Mars 2020. Dans cette MECS de Haute-Savoie, la révolution est en marche. Exit le fonctionnement habituel, trop fragmenté et source de confusion pour les enfants accueillis. Place à une présence continue des équipes, qui se relaient désormais par tranche de quatre jours. « Cette décision, nous l’avons prise de façon collaborative avec les personnels. Et l’effet sur leur bien-être au travail a été immédiat », détaille l’ex-directeur de la structure, Raphaël Primet, aujourd’hui à la tête du dispositif de prévention spécialisée à la Sauvegarde de l’enfance et de l’adolescence des Savoie, association basée à Chambéry.

La crise a en effet obligé les organisations à faire preuve d’agilité. Laquelle a favorisé l’adaptation rapide des pratiques, permettant à certains professionnels de se recentrer sur le cœur de leur métier. Conséquence sur les enfants protégés : un apaisement avéré pendant le premier confinement. « L’arrêt de la course aux rendez-vous a permis de redécouvrir combien les interactions sociales sont un élément essentiel du développement des enfants. Nous avons aussi compris le besoin de lutter contre l’isolement, notamment parental, dont les plus vulnérables sont les premières victimes, abonde Thierry Couvert-Leroy, de la Croix-Rouge. En nous obligeant à aller vers les familles, cette crise nous a également donné l’occasion de valoriser leurs compétences et de mieux les inclure dans notre accompagnement. » De fait, un meilleur équilibre entre les professionnels, les familles et les enfants a pu être trouvé, avec des postures plus égalitaires favorisant une relation de confiance.

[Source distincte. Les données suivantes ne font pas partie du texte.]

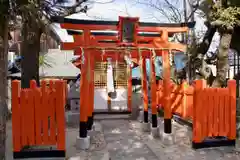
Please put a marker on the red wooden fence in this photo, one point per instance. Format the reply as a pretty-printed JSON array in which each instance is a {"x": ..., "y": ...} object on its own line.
[
  {"x": 181, "y": 99},
  {"x": 38, "y": 115},
  {"x": 213, "y": 110}
]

De la visio, mais pas trop

Sur la question de l’« aller vers », des dispositifs ont aussi vu le jour. Lieux d’accueil éphémères, aide alimentaire, don de matériel informatique, actions de soutien à la parentalité par téléphone ou visioconférence… Autant de solutions qui ont quasiment disparu à la levée du confinement. « Si cette période a pu apparaître comme un moment suspendu, le fonctionnement dégradé par les contraintes sanitaires a eu raison des fragiles tentatives vers une transformation durable de l’action sociale dans le secteur de l’enfance », résumait Marie-Agnès Féret, chargée d’études à l’Observatoire national de l’action sociale, lors de son intervention aux Assises nationales de la protection de l’enfance en juin dernier.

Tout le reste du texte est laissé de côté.